Abstract

AbstractFollowing a series of federal policy changes and court rulings in the late 1980s, over 400 casinos owned by Native American tribes were opened throughout the United States, and expanded tribal gaming has transformed the economic development trajectories of many American Indian tribes. While most existing evaluations of tribal gaming's impacts focus on contemporaneous effects, the present paper evaluates whether the advent of tribal casinos affected educational outcomes in the subsequent generation of American Indian children. I assemble data on the adult educational outcomes of 11,647 American Indians across 36 counties who were children when a local casino was opened.

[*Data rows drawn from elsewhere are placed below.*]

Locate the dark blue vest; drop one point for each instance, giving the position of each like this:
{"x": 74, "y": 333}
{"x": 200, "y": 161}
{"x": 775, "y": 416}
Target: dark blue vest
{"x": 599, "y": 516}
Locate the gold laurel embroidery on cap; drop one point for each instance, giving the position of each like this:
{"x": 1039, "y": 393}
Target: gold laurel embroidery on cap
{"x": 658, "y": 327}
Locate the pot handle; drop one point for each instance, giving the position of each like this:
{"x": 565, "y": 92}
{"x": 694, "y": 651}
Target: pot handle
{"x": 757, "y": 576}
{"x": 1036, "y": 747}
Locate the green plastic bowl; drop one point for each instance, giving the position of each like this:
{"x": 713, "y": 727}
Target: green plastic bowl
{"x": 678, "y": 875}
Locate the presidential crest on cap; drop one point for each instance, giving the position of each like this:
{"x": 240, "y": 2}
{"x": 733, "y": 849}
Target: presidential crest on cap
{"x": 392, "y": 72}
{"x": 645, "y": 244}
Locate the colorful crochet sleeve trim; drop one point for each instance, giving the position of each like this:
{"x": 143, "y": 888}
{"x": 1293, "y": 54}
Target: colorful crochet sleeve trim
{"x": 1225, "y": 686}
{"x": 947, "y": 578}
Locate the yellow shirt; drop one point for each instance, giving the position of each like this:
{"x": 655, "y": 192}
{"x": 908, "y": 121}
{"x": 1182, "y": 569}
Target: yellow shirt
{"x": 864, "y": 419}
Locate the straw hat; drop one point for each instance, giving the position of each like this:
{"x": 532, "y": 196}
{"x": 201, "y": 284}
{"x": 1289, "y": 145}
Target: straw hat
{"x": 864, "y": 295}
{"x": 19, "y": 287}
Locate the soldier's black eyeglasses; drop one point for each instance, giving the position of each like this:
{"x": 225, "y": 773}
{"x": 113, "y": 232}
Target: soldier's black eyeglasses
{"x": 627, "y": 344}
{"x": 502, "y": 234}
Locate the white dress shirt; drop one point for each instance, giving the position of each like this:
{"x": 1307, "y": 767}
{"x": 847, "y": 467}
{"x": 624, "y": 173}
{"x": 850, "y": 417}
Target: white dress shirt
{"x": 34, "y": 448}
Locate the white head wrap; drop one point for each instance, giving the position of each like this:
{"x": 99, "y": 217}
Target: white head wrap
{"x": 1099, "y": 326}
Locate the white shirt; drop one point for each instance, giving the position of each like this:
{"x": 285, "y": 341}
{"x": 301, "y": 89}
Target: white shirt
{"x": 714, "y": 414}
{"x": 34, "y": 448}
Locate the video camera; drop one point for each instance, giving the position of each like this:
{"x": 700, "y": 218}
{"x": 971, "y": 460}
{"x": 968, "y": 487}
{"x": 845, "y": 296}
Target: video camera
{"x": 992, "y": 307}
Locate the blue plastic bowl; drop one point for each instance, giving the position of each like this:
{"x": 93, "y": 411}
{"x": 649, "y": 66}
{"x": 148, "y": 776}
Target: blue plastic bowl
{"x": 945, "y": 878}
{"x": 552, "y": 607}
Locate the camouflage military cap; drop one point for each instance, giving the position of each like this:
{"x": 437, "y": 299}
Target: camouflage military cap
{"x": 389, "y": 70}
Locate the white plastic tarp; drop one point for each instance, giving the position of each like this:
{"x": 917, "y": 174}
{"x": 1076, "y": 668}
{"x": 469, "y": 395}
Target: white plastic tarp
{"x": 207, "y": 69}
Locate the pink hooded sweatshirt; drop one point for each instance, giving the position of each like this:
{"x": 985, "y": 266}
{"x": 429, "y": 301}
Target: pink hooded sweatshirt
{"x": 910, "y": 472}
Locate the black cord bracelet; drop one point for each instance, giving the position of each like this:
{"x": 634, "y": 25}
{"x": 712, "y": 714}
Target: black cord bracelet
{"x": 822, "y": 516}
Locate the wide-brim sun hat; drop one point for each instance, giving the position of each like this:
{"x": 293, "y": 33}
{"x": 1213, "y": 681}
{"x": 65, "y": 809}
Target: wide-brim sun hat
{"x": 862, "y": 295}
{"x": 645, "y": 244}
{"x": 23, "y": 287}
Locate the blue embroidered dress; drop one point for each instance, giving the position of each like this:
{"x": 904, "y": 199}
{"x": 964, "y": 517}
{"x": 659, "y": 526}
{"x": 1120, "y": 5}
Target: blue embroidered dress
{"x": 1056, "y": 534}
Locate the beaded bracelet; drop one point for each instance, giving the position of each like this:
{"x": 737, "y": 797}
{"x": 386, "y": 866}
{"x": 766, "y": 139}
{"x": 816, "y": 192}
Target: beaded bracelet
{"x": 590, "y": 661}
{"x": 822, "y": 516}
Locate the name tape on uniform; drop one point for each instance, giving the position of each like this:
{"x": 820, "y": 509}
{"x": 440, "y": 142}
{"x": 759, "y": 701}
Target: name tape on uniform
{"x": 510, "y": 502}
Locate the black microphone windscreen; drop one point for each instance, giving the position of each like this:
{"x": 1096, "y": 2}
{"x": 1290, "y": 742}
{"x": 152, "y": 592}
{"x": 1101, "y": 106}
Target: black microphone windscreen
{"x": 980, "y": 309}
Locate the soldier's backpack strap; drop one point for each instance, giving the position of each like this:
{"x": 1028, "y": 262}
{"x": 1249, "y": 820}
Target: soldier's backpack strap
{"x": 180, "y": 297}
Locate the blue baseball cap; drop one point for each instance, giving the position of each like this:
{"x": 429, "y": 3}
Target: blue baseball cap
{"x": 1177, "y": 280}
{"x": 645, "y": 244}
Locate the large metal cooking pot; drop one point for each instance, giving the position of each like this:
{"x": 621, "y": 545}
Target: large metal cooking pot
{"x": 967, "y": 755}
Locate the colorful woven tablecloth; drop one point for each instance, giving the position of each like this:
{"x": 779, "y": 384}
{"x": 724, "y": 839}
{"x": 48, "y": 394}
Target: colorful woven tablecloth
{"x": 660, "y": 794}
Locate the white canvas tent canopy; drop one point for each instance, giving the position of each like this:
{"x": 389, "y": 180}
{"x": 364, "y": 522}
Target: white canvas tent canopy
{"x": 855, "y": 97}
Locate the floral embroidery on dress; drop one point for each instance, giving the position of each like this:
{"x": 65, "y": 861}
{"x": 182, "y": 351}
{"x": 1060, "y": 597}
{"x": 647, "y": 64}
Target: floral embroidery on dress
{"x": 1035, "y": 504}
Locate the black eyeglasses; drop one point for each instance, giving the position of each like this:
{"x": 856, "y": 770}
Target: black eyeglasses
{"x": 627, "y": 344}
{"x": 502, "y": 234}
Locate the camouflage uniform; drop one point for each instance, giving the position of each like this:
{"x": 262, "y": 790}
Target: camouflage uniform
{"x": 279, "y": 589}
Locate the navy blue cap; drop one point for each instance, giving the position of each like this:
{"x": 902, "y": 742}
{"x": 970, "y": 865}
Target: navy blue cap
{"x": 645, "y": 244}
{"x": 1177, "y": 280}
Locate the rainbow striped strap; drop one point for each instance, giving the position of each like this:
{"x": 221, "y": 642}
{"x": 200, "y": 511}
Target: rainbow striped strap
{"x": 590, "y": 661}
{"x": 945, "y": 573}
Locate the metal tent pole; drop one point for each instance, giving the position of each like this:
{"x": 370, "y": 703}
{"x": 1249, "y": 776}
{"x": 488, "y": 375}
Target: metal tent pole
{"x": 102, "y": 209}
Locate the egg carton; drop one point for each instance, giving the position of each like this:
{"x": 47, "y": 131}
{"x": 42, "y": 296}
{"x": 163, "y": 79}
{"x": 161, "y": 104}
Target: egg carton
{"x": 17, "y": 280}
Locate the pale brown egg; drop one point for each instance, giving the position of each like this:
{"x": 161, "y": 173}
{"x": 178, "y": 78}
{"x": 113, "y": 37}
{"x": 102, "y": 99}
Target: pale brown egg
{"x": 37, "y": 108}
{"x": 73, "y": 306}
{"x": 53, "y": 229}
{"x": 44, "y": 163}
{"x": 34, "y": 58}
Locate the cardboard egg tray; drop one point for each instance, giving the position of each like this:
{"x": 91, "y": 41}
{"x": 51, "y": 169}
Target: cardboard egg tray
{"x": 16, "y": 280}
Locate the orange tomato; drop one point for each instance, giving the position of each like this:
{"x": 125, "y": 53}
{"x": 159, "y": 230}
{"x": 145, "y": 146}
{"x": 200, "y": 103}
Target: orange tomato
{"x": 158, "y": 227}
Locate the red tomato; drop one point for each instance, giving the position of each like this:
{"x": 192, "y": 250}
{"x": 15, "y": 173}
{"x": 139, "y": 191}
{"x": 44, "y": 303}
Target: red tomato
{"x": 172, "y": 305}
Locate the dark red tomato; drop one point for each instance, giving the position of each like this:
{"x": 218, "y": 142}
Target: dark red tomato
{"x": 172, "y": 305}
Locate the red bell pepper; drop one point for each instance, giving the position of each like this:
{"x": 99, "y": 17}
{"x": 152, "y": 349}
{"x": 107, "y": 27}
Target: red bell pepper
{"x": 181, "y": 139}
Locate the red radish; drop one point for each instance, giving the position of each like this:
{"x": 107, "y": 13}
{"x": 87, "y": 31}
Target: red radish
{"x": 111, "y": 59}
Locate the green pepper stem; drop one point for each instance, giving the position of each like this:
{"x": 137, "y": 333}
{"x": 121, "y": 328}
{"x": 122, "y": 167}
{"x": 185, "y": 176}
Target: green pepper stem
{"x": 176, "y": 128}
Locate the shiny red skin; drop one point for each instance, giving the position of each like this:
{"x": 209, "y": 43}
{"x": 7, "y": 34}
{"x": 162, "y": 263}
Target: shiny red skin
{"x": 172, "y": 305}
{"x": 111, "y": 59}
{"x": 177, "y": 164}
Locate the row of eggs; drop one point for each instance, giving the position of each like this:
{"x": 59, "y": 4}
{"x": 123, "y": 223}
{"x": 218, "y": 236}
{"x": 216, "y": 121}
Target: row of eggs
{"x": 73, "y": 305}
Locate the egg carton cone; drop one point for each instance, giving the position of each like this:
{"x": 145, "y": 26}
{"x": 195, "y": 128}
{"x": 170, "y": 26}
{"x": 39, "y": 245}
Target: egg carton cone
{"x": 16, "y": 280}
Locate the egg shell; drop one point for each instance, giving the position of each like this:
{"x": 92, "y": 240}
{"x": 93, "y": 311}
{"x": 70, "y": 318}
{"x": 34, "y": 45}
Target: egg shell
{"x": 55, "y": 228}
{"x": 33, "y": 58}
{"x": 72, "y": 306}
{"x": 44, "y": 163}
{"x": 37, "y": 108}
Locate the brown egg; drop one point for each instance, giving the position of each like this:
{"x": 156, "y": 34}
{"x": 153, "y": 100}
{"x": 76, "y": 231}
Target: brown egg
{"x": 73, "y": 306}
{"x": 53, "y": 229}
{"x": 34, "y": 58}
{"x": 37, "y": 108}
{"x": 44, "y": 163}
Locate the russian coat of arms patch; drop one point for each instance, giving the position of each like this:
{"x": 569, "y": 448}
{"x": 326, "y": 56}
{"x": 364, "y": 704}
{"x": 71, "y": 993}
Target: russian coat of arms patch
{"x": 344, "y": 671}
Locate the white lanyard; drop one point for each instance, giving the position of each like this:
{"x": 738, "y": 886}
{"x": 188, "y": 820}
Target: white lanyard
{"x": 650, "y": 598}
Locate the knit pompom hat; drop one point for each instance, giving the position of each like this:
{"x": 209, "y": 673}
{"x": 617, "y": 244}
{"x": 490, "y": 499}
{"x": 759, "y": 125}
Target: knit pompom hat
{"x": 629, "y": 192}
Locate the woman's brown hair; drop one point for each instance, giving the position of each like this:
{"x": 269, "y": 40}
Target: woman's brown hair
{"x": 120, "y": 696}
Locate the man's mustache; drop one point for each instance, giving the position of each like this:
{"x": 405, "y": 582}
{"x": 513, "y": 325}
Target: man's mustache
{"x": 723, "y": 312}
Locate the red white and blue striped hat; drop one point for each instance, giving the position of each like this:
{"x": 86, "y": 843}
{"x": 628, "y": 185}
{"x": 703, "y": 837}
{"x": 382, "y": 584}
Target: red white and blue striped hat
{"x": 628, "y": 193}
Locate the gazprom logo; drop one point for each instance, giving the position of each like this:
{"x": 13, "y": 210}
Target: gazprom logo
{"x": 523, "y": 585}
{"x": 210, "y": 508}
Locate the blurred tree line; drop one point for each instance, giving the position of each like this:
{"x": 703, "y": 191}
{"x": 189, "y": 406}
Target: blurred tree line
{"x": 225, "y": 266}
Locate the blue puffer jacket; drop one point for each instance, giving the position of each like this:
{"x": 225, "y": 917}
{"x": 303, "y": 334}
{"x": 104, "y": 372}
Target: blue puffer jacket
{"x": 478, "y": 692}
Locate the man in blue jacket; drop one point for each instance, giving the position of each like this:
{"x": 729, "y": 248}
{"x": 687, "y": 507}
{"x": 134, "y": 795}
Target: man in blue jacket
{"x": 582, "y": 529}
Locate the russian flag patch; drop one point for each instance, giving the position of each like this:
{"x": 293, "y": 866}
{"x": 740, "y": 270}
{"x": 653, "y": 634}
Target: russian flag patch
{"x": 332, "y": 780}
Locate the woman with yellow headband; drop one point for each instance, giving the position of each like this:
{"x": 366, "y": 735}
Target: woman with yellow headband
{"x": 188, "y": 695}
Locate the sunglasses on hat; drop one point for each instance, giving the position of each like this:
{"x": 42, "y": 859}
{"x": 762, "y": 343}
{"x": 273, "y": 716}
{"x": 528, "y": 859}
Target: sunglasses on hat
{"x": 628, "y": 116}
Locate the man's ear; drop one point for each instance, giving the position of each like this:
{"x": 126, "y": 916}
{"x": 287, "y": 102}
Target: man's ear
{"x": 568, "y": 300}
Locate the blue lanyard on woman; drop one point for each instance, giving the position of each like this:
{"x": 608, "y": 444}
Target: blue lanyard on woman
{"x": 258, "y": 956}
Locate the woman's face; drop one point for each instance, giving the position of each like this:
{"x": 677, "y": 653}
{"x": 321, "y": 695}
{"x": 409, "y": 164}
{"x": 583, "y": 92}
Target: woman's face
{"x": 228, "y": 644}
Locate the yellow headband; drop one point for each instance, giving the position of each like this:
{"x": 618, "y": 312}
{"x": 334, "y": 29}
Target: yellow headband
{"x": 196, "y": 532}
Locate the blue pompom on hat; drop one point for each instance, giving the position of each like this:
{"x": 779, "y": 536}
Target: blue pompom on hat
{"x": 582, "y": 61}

I use these data to compare individuals who were relatively young at the time of a casino opening, and therefore had greater exposure to post‐gaming socioeconomic conditions, and individuals who were from the same county but were relatively old at the time of a casino opening, while also exploiting differences in the relative sizes of tribal gaming operations. Using this approach, I estimate that exposure to an average‐sized gaming operation during childhood increased adult educational attainment by .328 years and increased the probability of high school graduation and post‐secondary degree completion by 5 to 14 percent. No substantive improvements in adult educational outcomes are observed among white children from the same counties. The magnitudes of the estimates imply a relationship between family income during childhood and educational achievement that is similar to previous research within other low‐income populations.